Sumber tersebut juga menyebutkan bahwa salah satu departemen di Kementerian Perdagangan mengirimkan undangan ke TP-Link.
Amerika Serikat merupakan pasar yang sangat penting bagi TP-Link, dimana perusahaan asal Shenzhen, China ini menguasai 65% pangsa pasar router. Faktanya, 11 dari 20 router terlaris di Amazon merupakan merek TP-Link, termasuk seri AX3000 dan AX1800 yang menempati posisi terlaris pertama dan kedua.
Oktober lalu, Microsoft mengungkapkan jaringan berisi sejumlah perangkat yang dapat disusupi oleh peretas Tiongkok untuk menyerang pengguna Microsoft Azure, termasuk lembaga pemerintah dan perusahaan pemasok yang terkait dengan Departemen Pertahanan.
Jaringan bernama CovertNetwork-1658 telah mencuri kata sandi banyak pengguna Azure sejak tahun 2023. Ini termasuk menggunakan botnet ribuan router, kamera, dan lebih dari 16.000 perangkat internet berbeda, yang sebagian besar adalah router TP Link.
Sejauh ini, beberapa celah keamanan ditemukan di router TP-Link.

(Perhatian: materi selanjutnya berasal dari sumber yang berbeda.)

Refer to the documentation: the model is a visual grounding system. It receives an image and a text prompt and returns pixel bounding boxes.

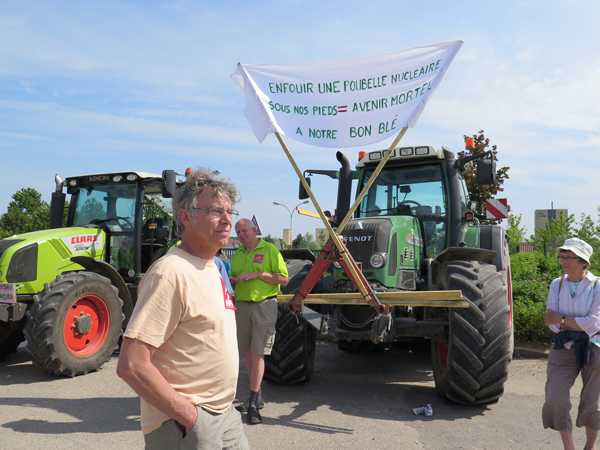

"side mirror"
[162,170,177,198]
[298,177,311,200]
[477,158,496,186]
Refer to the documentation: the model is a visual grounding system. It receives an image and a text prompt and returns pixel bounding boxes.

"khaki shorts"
[144,406,250,450]
[235,298,277,355]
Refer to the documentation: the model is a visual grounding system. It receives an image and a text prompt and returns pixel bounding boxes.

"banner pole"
[275,131,379,303]
[338,127,408,231]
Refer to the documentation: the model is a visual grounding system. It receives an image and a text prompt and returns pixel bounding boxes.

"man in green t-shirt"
[229,219,288,424]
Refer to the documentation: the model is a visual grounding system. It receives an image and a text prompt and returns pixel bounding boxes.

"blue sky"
[0,0,600,237]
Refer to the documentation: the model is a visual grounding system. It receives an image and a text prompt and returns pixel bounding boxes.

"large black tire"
[25,272,124,377]
[265,307,317,384]
[431,261,512,404]
[265,264,317,384]
[0,322,25,361]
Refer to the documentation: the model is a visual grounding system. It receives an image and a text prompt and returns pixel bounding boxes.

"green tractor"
[265,146,513,404]
[0,170,180,377]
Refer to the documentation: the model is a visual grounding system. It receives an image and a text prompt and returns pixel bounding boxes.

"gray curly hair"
[172,167,239,238]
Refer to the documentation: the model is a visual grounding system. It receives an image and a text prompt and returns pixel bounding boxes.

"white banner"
[231,41,463,148]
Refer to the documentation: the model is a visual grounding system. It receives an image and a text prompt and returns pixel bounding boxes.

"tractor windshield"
[71,183,137,277]
[73,184,137,227]
[357,164,447,258]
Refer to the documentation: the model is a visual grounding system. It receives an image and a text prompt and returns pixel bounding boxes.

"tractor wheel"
[25,272,124,377]
[265,263,317,384]
[265,307,317,384]
[431,261,512,404]
[0,322,25,361]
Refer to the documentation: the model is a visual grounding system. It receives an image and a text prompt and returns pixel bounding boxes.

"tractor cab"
[63,172,175,283]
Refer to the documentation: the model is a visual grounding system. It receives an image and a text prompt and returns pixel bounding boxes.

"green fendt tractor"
[0,170,179,376]
[265,146,513,404]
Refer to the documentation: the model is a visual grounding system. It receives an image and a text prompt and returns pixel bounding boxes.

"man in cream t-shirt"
[117,169,249,450]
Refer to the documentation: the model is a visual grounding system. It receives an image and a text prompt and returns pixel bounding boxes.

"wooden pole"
[275,131,379,303]
[338,127,408,231]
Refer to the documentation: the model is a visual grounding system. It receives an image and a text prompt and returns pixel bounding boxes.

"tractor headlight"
[369,253,387,269]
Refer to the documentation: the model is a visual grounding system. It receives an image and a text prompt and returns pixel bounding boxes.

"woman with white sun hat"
[542,238,600,450]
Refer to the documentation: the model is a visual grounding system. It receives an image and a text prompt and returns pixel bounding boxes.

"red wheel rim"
[63,295,110,357]
[437,342,448,372]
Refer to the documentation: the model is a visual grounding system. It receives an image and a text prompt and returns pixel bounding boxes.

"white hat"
[556,238,594,269]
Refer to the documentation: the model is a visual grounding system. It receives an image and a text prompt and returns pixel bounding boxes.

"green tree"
[531,211,575,255]
[458,130,510,224]
[0,188,50,238]
[506,213,527,255]
[575,206,600,273]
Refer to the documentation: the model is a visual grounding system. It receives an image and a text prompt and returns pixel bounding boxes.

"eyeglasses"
[557,255,579,261]
[192,206,240,220]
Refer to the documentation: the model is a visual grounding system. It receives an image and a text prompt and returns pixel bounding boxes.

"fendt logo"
[344,236,373,242]
[89,175,110,182]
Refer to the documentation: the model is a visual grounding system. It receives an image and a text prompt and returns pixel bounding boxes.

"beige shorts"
[144,406,250,450]
[235,298,277,355]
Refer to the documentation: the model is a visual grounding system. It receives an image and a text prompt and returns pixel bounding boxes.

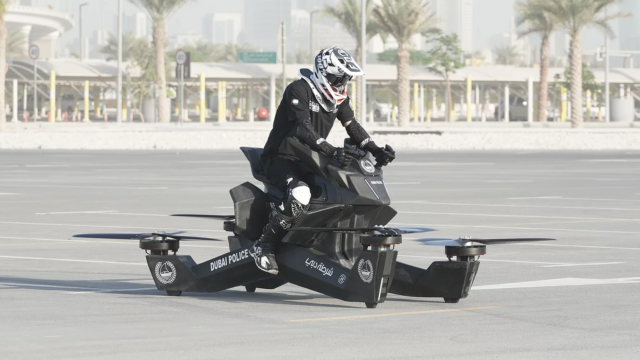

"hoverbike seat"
[240,147,269,184]
[240,147,283,203]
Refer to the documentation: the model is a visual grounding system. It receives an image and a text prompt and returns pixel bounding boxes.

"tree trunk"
[138,90,144,122]
[444,73,455,122]
[538,34,549,122]
[0,18,6,131]
[570,34,582,128]
[398,43,411,126]
[153,19,169,123]
[347,41,367,123]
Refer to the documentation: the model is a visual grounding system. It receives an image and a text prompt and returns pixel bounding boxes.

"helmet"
[313,47,364,105]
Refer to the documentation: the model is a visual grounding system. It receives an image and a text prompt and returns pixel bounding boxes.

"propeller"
[73,231,223,241]
[289,226,435,236]
[416,237,556,246]
[171,214,236,221]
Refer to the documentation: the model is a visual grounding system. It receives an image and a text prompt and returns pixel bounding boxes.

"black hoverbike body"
[77,138,550,308]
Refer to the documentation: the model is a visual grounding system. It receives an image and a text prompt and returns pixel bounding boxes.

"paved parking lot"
[0,151,640,360]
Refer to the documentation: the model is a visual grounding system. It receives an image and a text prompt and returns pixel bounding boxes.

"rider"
[250,47,395,275]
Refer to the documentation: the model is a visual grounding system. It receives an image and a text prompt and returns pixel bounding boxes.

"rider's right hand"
[333,148,358,169]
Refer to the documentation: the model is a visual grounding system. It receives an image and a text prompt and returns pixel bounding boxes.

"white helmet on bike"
[313,47,364,105]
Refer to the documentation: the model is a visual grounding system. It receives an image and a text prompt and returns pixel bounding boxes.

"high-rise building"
[431,0,473,52]
[202,13,242,44]
[243,0,294,51]
[122,12,147,38]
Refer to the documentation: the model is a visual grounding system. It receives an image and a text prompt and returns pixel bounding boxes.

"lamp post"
[309,10,321,57]
[78,3,89,61]
[116,0,122,124]
[360,0,367,124]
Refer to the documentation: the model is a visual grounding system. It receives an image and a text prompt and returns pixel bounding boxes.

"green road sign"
[238,52,278,64]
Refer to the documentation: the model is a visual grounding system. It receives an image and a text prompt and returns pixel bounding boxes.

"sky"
[32,0,640,55]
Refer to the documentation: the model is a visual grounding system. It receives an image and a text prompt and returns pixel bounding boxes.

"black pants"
[262,156,303,200]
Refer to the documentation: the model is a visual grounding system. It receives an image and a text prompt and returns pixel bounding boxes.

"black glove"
[367,145,396,168]
[333,148,357,169]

Misalnya, pada Mei lalu, router gaming Archer C5400X milik TP-Link ditemukan memiliki kelemahan keamanan berbahaya dengan nilai CVSS 10. Kerentanan ini, jika dieksploitasi, dapat memungkinkan peretas menyuntikkan malware dan mengambil alih perangkat korban.
Kemudian, pada tahun 2023, muncul laporan bahwa peretas Tiongkok telah menginfeksi router TP-Link dengan firmware yang mengandung malware. Beberapa bulan lalu, pemerintah AS mengatakan ada botnet Mirai yang menggunakan router TP-Link untuk melancarkan serangan ransomware.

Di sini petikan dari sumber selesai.